N.V. : Comment peut-on expliquer les mesures inattendues de réquisition et de suspension de salaires que le gouvernement a prises lors des grèves récentes déclenchées par certains corps d’emploi ?

H.O. : Pourquoi croyez-vous que ce sont des mesures inattendues ? Les fonctionnaires sont payés pour travailler, s’ils ne travaillent pas, qu’est-ce qui est attendu ? Qu’on paie le fonctionnaire ou qu’on ne le paie pas ? C’est simple, celui qui ne travaille pas ne peut pas être payé. C’est dans l’ordre des choses qu’il ne soit pas payé. Par ailleurs, l’Etat a été mis dans l’obligation de réquisitionner. Il est rare que le gouvernement arrive à une telle extrémité. Généralement, on utilise la voie du dialogue fondée sur la prise de conscience des responsabilités des uns et des autres. Ici nous avons vu le corps médical entrer en grève illégalement et mener une grève sauvage sans respecter une seule des exigences légales, c’est-à-dire l’observation du service minimum dans les formations sanitaires. Alors, nous avons affaire à des gens qui, non seulement, ne travaillent pas mais qui ont aussi décidé de ne pas respecter la loi. L’Etat est dans l’obligation de sortir les grands moyens, c’est tout !

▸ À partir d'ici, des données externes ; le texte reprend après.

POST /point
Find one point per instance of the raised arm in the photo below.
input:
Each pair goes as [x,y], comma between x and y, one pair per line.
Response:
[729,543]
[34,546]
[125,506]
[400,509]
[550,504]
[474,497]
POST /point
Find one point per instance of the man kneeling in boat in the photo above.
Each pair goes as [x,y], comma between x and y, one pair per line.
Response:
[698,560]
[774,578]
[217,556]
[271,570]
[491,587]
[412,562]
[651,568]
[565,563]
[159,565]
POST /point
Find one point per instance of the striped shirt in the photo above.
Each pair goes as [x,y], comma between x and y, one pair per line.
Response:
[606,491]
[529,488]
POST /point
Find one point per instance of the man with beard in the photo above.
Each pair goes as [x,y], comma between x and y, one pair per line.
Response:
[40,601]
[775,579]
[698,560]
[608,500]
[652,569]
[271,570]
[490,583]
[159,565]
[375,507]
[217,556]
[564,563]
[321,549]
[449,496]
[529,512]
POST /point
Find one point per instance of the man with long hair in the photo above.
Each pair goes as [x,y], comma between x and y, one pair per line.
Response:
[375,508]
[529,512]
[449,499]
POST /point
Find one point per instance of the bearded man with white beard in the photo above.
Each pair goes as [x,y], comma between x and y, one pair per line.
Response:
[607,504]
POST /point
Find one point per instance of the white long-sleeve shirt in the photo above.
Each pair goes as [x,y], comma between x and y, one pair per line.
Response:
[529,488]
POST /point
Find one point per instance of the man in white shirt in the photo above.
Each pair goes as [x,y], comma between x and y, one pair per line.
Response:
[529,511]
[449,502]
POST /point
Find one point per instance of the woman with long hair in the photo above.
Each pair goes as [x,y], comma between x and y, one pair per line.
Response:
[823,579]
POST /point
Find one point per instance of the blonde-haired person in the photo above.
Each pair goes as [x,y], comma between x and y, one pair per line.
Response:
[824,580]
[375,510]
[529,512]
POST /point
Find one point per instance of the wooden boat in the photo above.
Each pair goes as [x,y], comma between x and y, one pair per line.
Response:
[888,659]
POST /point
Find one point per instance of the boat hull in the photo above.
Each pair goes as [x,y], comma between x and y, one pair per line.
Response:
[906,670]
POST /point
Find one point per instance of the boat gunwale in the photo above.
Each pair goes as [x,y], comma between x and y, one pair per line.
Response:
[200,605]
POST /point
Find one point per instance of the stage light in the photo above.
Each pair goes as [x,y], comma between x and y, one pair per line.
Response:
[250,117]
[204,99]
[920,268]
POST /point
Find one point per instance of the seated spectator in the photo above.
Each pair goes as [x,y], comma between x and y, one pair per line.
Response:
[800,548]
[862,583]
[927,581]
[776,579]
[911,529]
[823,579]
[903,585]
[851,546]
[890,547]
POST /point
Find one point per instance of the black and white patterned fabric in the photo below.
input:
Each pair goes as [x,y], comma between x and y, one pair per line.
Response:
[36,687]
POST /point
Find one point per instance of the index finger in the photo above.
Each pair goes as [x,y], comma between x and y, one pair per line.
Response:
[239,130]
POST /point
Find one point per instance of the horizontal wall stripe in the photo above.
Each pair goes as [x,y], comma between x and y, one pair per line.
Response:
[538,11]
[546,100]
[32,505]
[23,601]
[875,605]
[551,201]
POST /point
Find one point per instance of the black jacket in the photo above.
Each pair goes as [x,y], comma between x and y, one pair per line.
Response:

N.V. : Pourquoi deux poids deux mesures, quand le gouvernement suspend le salaire des responsables syndicaux alors que la base est épargnée ?

H.O. : Ne vous limitez pas aux salaires. C’est tout un ensemble de mesures qui vont de la suspension des salaires à la prise de sanctions disciplinaires à l’encontre des dirigeants et à l’adoption de mesures en vue de la révocation de ceux qui n’obtempèrent pas. Les Ivoiriens ont souvent les yeux braqués sur les salaires. La suspension de salaire n’est même pas une sanction, parce que le fait de ne pas payer un travailleur qui ne travaille pas n’est pas une sanction. C’est ce qui est dans l’ordre des choses. Un travailleur qui ne veut pas travailler ne peut pas demander qu’on le paie, c’est même indécent. Il s’agit quand même des contributions des citoyens. L’Etat ne reçoit pas d’argent d’un organisme bienfaiteur, l’Etat travaille sur la base des impôts qui sont payés par les citoyens pour qu’il leur serve un certain nombre de services dont ils ont besoin. Celui qui ne travaille pas, comment veut-il profiter de l’argent de la collectivité qu’il ne veut pas servir ? Si on ne coupe pas leur salaire, vis-à-vis de la loi, nous sommes dans une position qui est tout à fait illégale. Il n’y a pas de discrimination entre responsables syndicaux et la base, puisque c’est la tête qui réunit la base. Qui a lancé le mot d’ordre de grève ? La responsabilité première pèse sur les responsables qui sont à la tête d’une structure syndicale constituée sur une base légale, et qui savent très bien qu’ils sont obligés de respecter la loi. Mais l’Etat peut aller plus loin demain, il n’est pas exclu qu’il touche les militants.